From our research we decided that RMI was the most advanced technology to use for the communications between client and server. From what we read we knew that JNI would be difficult to use but that a JNI wrapper would be needed for the function calls to the CodeMatch DLL. As it turned out, we ran across SWIG (www.ddj.com/184410484),, which can automatically generate JNI wrappers for programs written in a multitude of languages. While SWIG had a learning curve of its own, the automation of wrapper generation probably saved us a couple of weeks on this project.
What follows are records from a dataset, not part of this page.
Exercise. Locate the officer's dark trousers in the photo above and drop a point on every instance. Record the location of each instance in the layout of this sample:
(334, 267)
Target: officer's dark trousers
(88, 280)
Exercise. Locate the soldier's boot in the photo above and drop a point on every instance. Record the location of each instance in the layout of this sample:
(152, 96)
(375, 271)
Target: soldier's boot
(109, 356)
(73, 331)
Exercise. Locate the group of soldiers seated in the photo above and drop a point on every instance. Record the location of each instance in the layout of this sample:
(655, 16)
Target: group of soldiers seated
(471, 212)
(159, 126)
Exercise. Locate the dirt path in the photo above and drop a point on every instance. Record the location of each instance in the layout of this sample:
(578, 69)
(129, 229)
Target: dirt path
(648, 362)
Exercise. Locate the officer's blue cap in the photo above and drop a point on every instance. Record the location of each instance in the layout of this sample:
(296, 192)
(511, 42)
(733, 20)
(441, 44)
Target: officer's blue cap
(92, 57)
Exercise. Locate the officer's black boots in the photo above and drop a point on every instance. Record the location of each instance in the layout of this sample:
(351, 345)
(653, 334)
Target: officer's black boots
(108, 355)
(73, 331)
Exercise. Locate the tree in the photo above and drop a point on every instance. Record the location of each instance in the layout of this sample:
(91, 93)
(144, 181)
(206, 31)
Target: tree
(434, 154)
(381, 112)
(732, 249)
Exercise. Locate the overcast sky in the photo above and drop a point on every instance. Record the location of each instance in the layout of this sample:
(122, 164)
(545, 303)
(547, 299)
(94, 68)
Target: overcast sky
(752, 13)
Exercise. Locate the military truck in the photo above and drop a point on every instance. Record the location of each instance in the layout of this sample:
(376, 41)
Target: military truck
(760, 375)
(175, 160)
The architecture we chose is a distributed objects model. The workers all remotely call methods on the master and vice-versa. The program uses the "pull" model with the workers requesting new jobs as they complete jobs. Each worker sends back the results of its work and then the master sorts and formats all results into a database file from which various types of end-user reports can be generated.

The resulting performance from this project has been excellent with the run times being cut almost by the number of worker machines. While small jobs (fewer than 40 files or so) are still quicker with the standalone CodeMatch due to the extra overhead of the network initialization, overall we can now run large jobs in a fraction of the time it once took.